Dlugi weekend byl wiec gre skonczylem...
Troche za szybko...
Troche za latwo...
Ogolnie odnioslem wrazenie ze Dremfall'a nalezaloby nazwac filmem (czy tez bardziej animacja) interaktywna. Wszystko co robimy to, po dostaniu sie do nowej lokacji, przejscie z punktu a do b, pogadanie, wziecie jakiegos przedmiotu, przejscie z b do a, znowu to samo, itd...
Momentami jest to po prostu nudne, tzn nie gra tylko to chodzenie.
Szczytem sa wstawki gdzie do zrobienia jest TYLKO pojscie pare krokow naprzod, filmik, znow przejscie kawalka, filmik itd...
Samych zagadek jest niewiele, bardzo niewiele i sa banalnie proste, dodatkowo trudno sie zaciac (to akurat policzymy na plus).
Sama gra od strony wizualnej prezentuje sie bardzo ladnie, grafika jest bardzo przyjemna, muzyka tak samo.

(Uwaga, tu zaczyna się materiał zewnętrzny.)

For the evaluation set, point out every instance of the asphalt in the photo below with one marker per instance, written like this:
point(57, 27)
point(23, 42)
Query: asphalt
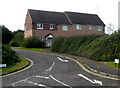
point(96, 65)
point(49, 71)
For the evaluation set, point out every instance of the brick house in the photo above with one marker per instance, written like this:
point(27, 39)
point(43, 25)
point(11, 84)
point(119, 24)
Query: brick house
point(47, 25)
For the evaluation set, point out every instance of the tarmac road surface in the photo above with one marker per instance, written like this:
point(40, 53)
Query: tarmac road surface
point(51, 71)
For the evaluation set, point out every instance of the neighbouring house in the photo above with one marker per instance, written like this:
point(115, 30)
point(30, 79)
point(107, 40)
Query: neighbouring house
point(47, 24)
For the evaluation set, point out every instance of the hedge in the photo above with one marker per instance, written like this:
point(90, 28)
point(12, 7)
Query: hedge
point(95, 47)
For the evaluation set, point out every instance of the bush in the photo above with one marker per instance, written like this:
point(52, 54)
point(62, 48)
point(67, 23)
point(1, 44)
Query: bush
point(9, 56)
point(14, 43)
point(95, 47)
point(17, 39)
point(33, 42)
point(6, 35)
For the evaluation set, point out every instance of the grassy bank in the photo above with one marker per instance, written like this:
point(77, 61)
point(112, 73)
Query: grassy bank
point(23, 62)
point(111, 64)
point(33, 49)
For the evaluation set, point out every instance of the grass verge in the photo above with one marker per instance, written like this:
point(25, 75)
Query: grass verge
point(22, 63)
point(111, 64)
point(33, 49)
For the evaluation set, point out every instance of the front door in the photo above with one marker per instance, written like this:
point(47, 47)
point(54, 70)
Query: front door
point(49, 39)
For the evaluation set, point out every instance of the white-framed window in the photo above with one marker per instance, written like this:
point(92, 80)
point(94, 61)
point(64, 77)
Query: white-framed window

A i liniowosc - gra jest BARDZO liniowa !!! Jedyne co mozna zrobic na pare sposobow to np rozmowy czy tez zdobycie jakiegos przedmiotu. Jednak cel zawsze jest taki sam !! Obojetne jaki kierunek podczas rozmow obierzemy - i tak konkluzja bedzie taka sama !!! Jedynie co moze sie zmienic to ilosc informacji jakie zdobedziemy - dlatego polecam przed rozmowa robic sejwa i przejsc kazda przynajmniej dwa razy.
No i analogicznie wspomniane zdobywanie przedmiotow - np.: bilet(y) na kolejke mozna zdobyc przynajmniej na trzy sposoby - ale tylko tyle - jakiegos wiekszego wplywu na ciag fabularny to takie smaczki niestety nie maja.
No i scenariusz - bardzo dobry - ale po skonczeniu gry pozostawia pewien niedosyt - a znajomosc poprzedniej czesci naprawde bardzo porzadana !
Reasumujac - gra przyjemna, ale napewno nie hit - pierwsza czesc wzbudzila we mnie wiecej milych uczuc - za malo interaktywnosci to podstawowy zarzut.
No i sterowanie - na szczescie szybko do niego mozna sie przyzwyczaic, walki na szczescie nie sprawiaja klopotu, pare tych trudniejszych mozna uniknac - te co trzeba zaliczyc sa dosc proste.
Mala uwaga - tryb koncentracji nie jest alternatywa dla normalnej gry - trzeba go czasem wykorzystac do podsluchania kogos, czy tez podgladniecia jakiegos zdarzenia.